Monday, October 8, 2012

Week 7 (CHC)


One of the biggest challenges that college students face is the struggle for meaning, creating or discovering connections between what they are learning in their courses and what is important in their lives.  What does this course have to do with the rest of my life?  Why do I have to take art history if I am not an art history major?  I'll never use math beyond my checkbook; why would I need college algebra?  These questions are all good and can be answered in a myriad of ways, but at their essence they point to a crisis in meaning at the heart of higher education.

Students receive conflicting messages regarding school.  If you don't go to college, you will end up a failure.  You will earn less than someone with a degree.  You will not find a good paying job.  These statements all have a element of truth, but they also falsify the college idea.  We have seen this even as we have performed many of the skits this semester.

Although everyone agrees that students graduating from college should have marketable skills, the historic and primary end of an education is so much more.  The Greek ideal of paideia, which aimed to educate the whole person so that they could take part in the work of being a citizen, is one such purpose that often gets lost or is never fully realized.

In the struggle for meaning, students and hopefully everyone else in the academy, can hear an invitation for all of us to confront the differences between thin and deep learning.  Thin learning addresses learning from the outside and is unaware or comfortable with the notion of divorcing the skills being taught with the inner working of the individual learning them.  It treats education as a set of discrete skills that can be easily taught and assessed rather than a complex interaction that calls for an inner transformation of skills and values on the part of the learner or teacher, in the context of the needs of the community.

Much of the work of this semester is an attempt to delve deeply into the ancient ideal of paideia.  Last weekend's Gandhi Day Celebration is one example as was the barbeque earlier in the term.  Stepping outside of our classroom boundaries, opening the doors of our minds and hearts to the world at large goes hand in hand with this larger form of education and the quest for meaning.

Images from Gandhi Day 2012

The calls for reinventing the classroom are many.  However, these often stay on the thin side of education and fail to engage in the meaning making of thick or deep learning.  To learn in this manner has a transformational aspect that is often difficult to assess but manifests in very visible and outward ways.  This week we continue our exploration and our attempt at thicker or deeper learning.  The following activities are offered in that spirit.  I will briefly highlight these and go over them in class in detail.

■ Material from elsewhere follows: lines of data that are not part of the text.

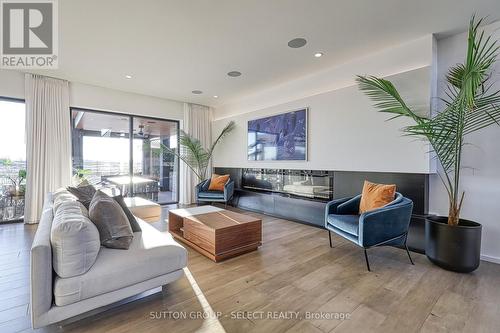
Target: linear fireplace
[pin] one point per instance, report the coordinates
(310, 184)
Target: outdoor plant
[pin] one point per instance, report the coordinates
(471, 104)
(192, 152)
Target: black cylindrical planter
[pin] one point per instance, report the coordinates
(453, 247)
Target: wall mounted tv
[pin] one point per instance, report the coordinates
(281, 137)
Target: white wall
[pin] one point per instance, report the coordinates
(344, 130)
(481, 178)
(397, 59)
(98, 98)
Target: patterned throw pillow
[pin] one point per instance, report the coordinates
(111, 221)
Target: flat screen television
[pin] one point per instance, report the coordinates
(279, 137)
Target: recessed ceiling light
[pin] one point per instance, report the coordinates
(297, 42)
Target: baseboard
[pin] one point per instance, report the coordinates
(492, 259)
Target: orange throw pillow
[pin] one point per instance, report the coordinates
(376, 196)
(217, 182)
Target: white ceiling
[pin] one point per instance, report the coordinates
(173, 47)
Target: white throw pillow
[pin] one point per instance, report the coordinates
(74, 239)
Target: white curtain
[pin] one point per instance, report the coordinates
(48, 140)
(197, 122)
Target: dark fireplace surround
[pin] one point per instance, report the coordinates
(301, 195)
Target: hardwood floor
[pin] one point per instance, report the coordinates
(318, 288)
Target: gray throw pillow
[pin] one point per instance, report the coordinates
(83, 193)
(111, 221)
(131, 218)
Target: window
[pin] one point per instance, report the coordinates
(12, 160)
(124, 153)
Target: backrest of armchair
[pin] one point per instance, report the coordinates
(41, 265)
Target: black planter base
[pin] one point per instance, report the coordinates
(455, 248)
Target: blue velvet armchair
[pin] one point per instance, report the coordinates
(204, 195)
(387, 225)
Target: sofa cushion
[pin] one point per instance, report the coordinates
(83, 193)
(74, 240)
(346, 223)
(131, 218)
(151, 254)
(111, 221)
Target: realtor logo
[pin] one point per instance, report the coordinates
(29, 34)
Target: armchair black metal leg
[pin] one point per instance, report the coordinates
(367, 262)
(408, 252)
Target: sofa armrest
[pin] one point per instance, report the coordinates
(41, 267)
(383, 224)
(228, 190)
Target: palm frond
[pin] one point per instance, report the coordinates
(192, 152)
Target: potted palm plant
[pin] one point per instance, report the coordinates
(193, 154)
(471, 104)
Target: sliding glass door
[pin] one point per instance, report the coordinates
(124, 154)
(12, 160)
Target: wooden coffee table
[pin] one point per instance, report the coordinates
(215, 232)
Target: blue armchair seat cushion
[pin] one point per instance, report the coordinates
(211, 195)
(346, 223)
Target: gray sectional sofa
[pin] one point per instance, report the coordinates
(154, 259)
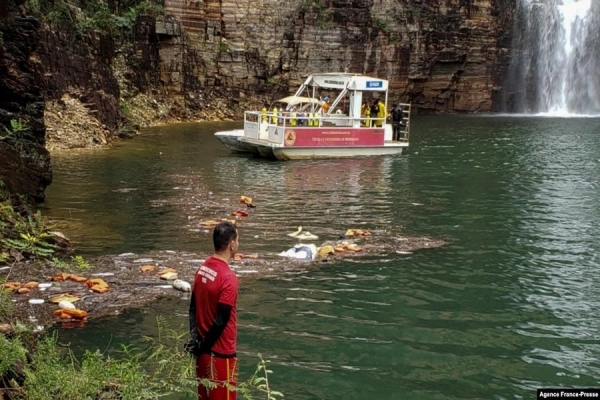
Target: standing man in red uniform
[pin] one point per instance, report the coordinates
(213, 317)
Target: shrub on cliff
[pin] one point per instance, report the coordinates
(47, 371)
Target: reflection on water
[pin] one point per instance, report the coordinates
(509, 306)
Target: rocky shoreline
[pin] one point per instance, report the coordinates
(130, 287)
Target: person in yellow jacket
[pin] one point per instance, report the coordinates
(381, 115)
(366, 113)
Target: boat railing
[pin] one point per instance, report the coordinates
(288, 119)
(261, 122)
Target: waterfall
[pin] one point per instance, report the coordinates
(555, 60)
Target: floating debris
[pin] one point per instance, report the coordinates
(301, 251)
(245, 200)
(169, 276)
(303, 235)
(357, 232)
(64, 304)
(182, 285)
(147, 268)
(97, 285)
(63, 297)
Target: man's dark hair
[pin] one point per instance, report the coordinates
(223, 234)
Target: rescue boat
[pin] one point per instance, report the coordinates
(309, 125)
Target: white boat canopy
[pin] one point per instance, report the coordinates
(293, 100)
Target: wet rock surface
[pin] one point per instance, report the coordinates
(130, 287)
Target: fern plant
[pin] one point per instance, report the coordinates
(16, 125)
(32, 244)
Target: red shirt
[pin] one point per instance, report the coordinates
(216, 283)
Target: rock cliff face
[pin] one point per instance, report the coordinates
(81, 92)
(24, 161)
(441, 55)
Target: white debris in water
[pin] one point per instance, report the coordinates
(66, 305)
(182, 285)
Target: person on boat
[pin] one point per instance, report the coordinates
(381, 113)
(325, 106)
(213, 317)
(374, 112)
(264, 114)
(366, 114)
(397, 114)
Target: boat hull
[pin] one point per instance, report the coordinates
(308, 153)
(230, 139)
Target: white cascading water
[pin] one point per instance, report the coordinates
(555, 66)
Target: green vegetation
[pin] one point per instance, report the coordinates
(312, 6)
(16, 126)
(80, 16)
(44, 370)
(23, 234)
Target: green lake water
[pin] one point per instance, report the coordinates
(511, 304)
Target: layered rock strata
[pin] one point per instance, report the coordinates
(443, 56)
(24, 161)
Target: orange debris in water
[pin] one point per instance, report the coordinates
(165, 271)
(78, 278)
(10, 286)
(357, 232)
(60, 277)
(147, 268)
(66, 313)
(245, 200)
(209, 223)
(97, 285)
(240, 256)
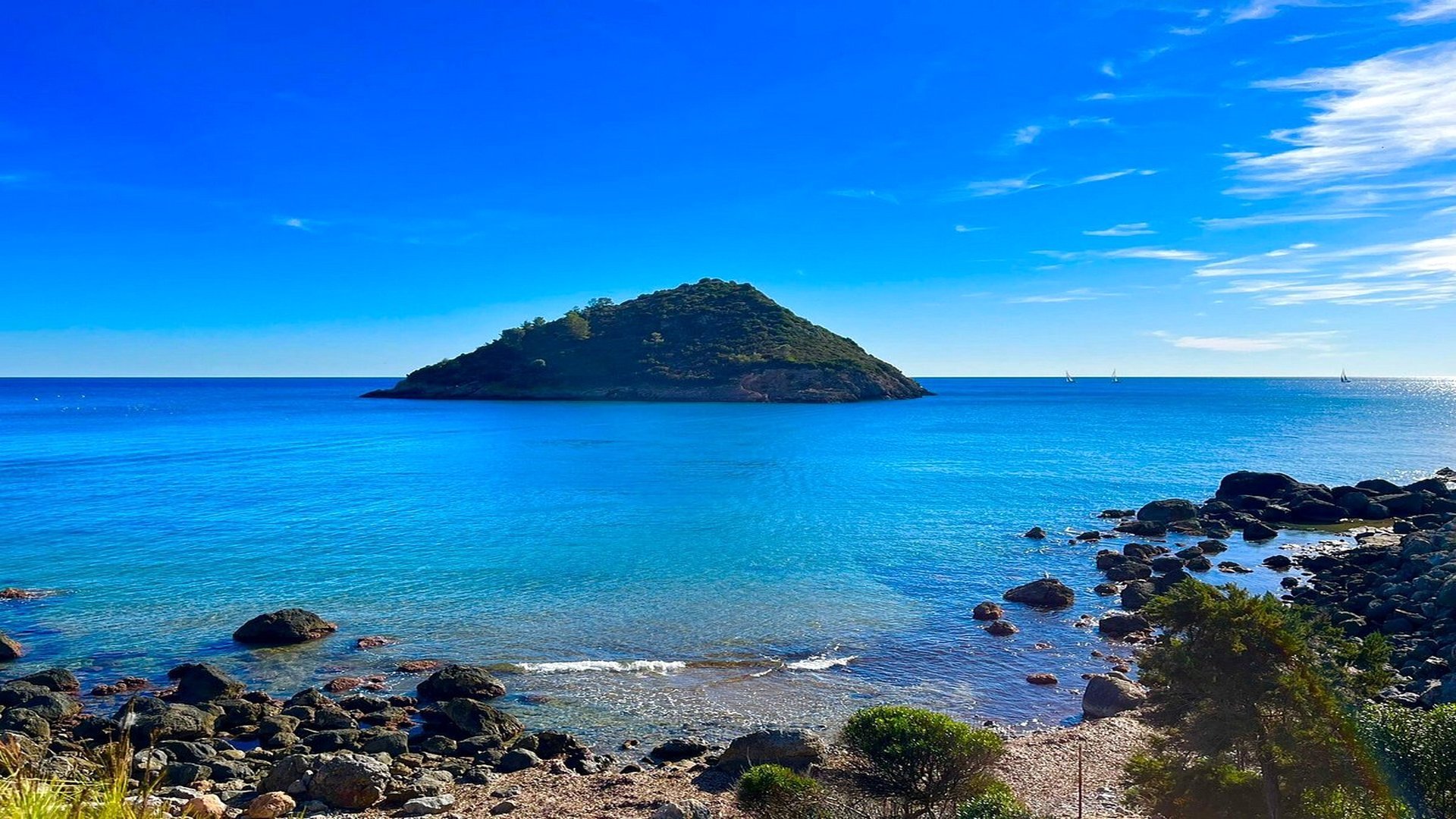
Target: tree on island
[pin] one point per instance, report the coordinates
(1253, 694)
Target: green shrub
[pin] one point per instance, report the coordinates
(919, 758)
(1194, 787)
(1417, 749)
(777, 792)
(996, 802)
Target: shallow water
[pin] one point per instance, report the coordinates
(635, 567)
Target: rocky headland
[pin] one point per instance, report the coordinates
(708, 341)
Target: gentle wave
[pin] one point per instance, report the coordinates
(620, 667)
(820, 664)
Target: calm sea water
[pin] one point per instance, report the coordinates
(634, 569)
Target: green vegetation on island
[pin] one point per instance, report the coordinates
(708, 341)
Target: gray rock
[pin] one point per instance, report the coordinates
(1047, 594)
(1107, 695)
(792, 748)
(452, 682)
(350, 780)
(428, 805)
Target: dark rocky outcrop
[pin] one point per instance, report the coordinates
(452, 682)
(792, 748)
(1046, 594)
(284, 627)
(707, 341)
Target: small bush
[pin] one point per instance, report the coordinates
(924, 760)
(996, 802)
(1194, 789)
(777, 792)
(1417, 749)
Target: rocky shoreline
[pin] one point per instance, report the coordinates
(210, 748)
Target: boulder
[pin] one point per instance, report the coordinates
(284, 627)
(1168, 510)
(1279, 563)
(792, 748)
(206, 806)
(1138, 594)
(987, 610)
(465, 717)
(351, 781)
(1258, 531)
(201, 682)
(1046, 594)
(1261, 484)
(450, 682)
(517, 760)
(1123, 624)
(1316, 512)
(1109, 695)
(273, 805)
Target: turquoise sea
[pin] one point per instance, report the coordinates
(635, 569)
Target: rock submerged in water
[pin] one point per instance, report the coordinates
(1046, 594)
(1109, 695)
(792, 748)
(452, 682)
(284, 627)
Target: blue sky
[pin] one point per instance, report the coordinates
(965, 188)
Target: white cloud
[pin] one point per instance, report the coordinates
(1266, 219)
(1155, 254)
(1128, 229)
(1419, 275)
(1027, 136)
(1429, 12)
(1376, 117)
(1078, 295)
(1312, 341)
(1001, 187)
(867, 194)
(1112, 175)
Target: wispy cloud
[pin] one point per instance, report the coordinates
(867, 194)
(1310, 341)
(1429, 12)
(1379, 115)
(1128, 229)
(1264, 219)
(1001, 187)
(1078, 295)
(297, 223)
(1027, 136)
(1152, 254)
(1420, 275)
(1112, 175)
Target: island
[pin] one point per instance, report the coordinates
(708, 341)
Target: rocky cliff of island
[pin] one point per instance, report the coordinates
(708, 341)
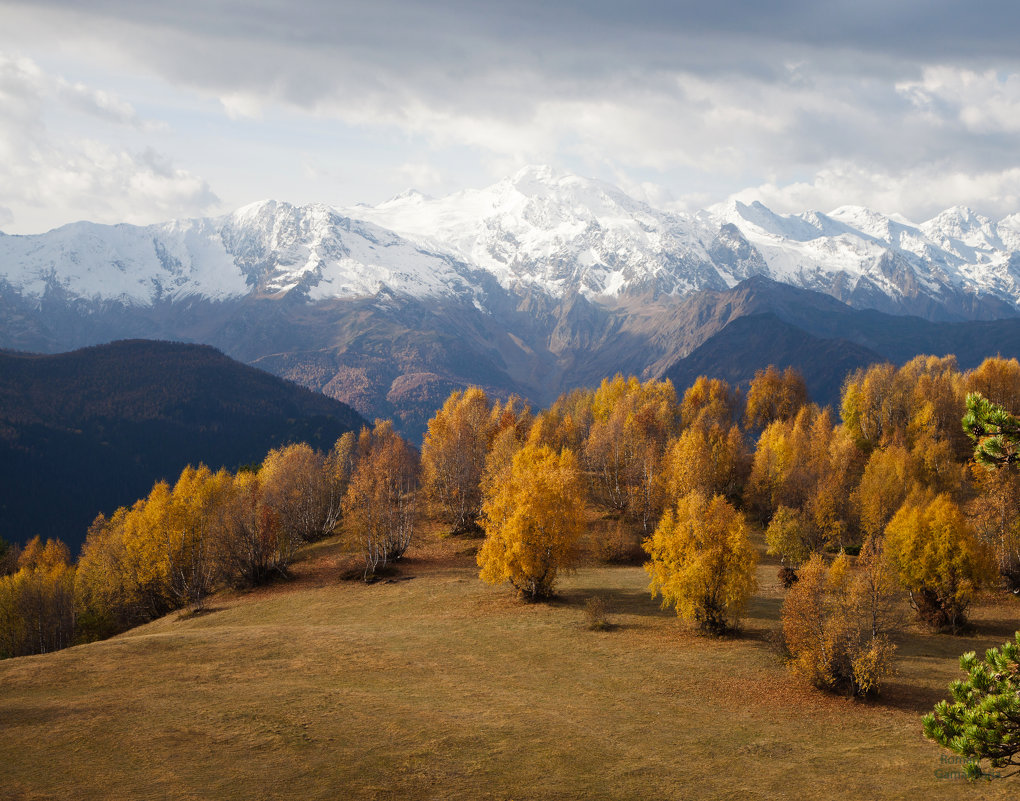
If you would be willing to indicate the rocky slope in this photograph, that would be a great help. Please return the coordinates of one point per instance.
(543, 282)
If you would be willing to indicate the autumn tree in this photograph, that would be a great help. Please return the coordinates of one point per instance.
(379, 505)
(709, 401)
(197, 515)
(938, 558)
(982, 720)
(533, 521)
(631, 422)
(774, 396)
(702, 561)
(834, 627)
(882, 405)
(453, 457)
(296, 485)
(995, 512)
(567, 422)
(254, 546)
(712, 460)
(512, 427)
(37, 602)
(792, 537)
(807, 463)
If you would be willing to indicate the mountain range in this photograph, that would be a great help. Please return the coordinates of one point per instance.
(538, 284)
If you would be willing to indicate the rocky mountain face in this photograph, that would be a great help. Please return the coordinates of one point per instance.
(541, 283)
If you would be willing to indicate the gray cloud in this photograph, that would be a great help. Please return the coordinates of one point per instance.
(710, 96)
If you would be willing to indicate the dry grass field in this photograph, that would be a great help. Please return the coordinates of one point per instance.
(436, 686)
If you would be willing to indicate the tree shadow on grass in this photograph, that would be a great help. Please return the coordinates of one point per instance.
(618, 602)
(907, 696)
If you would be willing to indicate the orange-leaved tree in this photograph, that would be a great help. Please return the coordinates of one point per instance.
(836, 622)
(453, 457)
(379, 504)
(702, 561)
(938, 557)
(532, 520)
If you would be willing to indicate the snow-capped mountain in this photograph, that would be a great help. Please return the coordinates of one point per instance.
(266, 248)
(560, 233)
(540, 231)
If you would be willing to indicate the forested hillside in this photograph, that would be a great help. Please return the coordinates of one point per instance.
(89, 431)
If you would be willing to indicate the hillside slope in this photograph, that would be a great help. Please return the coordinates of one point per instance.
(92, 430)
(443, 688)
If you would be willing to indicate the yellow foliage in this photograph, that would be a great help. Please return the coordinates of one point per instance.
(774, 396)
(37, 610)
(712, 461)
(453, 457)
(827, 624)
(938, 557)
(709, 402)
(378, 506)
(533, 521)
(702, 561)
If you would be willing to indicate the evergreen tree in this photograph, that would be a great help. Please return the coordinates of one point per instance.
(982, 722)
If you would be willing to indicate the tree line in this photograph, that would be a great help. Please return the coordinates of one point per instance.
(882, 502)
(626, 468)
(172, 548)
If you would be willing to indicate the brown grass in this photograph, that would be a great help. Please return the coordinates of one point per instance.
(441, 687)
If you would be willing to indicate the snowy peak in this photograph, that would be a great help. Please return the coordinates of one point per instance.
(560, 233)
(267, 248)
(541, 230)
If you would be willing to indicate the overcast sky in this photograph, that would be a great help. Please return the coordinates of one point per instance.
(139, 111)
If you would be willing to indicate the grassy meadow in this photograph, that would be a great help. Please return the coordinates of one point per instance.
(432, 685)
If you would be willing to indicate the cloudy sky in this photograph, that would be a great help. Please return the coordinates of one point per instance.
(133, 110)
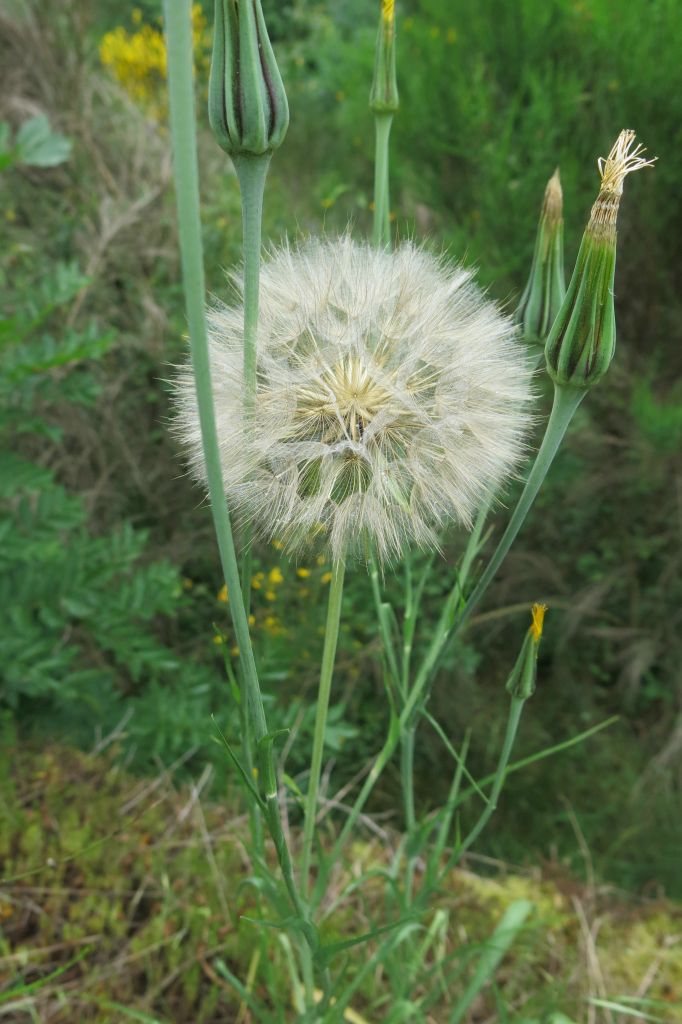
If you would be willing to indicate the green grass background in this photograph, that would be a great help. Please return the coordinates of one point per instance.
(108, 573)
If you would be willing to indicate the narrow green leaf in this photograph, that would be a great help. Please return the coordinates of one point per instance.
(494, 950)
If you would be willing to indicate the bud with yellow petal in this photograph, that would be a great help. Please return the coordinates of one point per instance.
(546, 289)
(384, 94)
(521, 682)
(582, 342)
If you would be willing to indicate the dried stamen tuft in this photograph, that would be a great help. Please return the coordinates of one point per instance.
(621, 162)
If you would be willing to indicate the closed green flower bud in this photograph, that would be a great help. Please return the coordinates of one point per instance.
(384, 95)
(521, 682)
(248, 109)
(546, 289)
(582, 342)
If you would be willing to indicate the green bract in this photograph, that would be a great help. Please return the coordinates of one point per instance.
(248, 108)
(521, 682)
(384, 94)
(582, 342)
(546, 289)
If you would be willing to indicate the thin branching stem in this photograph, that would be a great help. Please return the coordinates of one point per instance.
(178, 32)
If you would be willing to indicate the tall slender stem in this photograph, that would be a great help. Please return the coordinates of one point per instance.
(408, 786)
(186, 188)
(326, 674)
(252, 173)
(180, 85)
(566, 400)
(381, 235)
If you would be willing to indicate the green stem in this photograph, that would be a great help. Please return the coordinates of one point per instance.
(180, 85)
(326, 674)
(383, 612)
(382, 236)
(515, 710)
(252, 173)
(408, 785)
(566, 400)
(186, 189)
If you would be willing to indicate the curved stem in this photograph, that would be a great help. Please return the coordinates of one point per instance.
(565, 402)
(326, 674)
(252, 172)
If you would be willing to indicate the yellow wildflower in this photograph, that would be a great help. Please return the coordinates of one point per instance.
(538, 613)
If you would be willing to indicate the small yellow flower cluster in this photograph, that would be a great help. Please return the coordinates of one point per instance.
(137, 59)
(267, 584)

Photo Walk Group Essay at CHC

    We would like for groups (3-4 people) to form once again this time to document our work at CHC.  We will need to decide on themes for each group and avoid overlapping themes as much as possible.  The collaborative essay should be about 800 words once again.   We will use three web resources to develop the collaboration and come up with a final document:
    • Facebook
    • Instagram
    • Storify
    Here's a website that embodies the spirit behind this assignment.  Notice the way the pictures dance with the words. 

    Work on Essay #2

    Work on this essay should start in earnest.  Keep in mind the parameters we have spoken in class.  The essay is due in about two weeks.

    Notebook Check

    This week there will be a notebook check and grade (100 pts).  This will be a pass/fail kind of grade.  You either have all of the entries and receive 100 points or you don't and receive no credit.  Please number the pages in your notebook and make a table of contents. (Use the list below.) We will check your notebook on Wednesday.

    Week 1
    General response to the weekly message
    What is Forum Theater?
    Who Am I?
    Dr. Padron's Email
    The Push to Declare a Major
    WDTB "First Thoughts" 
    Week 2
    General response to the weekly message
    Writer's notebook
    Telling Is a Difficult Thing
    Probing Questions (One section)
    WDTB "Fighting Tofu"  
    Week 3
    General response to the weekly message
    Image that represents you
    Letter to younger self
    WDTB  "Beginner's Mind," "Pen and Paper," and "Trouble with the Editor 
    Week 4

    General response to the weekly message
    Billy Idol video and writing
    First and third person perspective article from The New York Times
    Ira Glass video
    Response to "Special Ed Show" from This American Life
    WDTB "Writing Is Not a MacDonald's Hamburger"
    Week 5

    General response to the weekly message
    Response to the CHC fundraising page
    Response to the fashion show video
    Response to Walt Whitman video
    Response to Allen Ginsberg writer's video
    Response to the storyline behind the Facebook posts
    Response to Allen Ginsberg poem
    Response to "Special Ed Show" from This American Life
    WDTB "You Are Not the Poem"

    Week 6
    General response to the weekly message
    Response to "Please Call Me by My True Names"
    Entry regarding potential topics for Essay #2
    WDTB "Original Detail" and "The Power of Detail" 
    Week 7
    Theme proposal for Essay #2.  Explain why you chose your topic and how you plan on approaching it.

    Readings+

    From  WDTB, read and respond to "Writers Have Good Figures" and "Listening."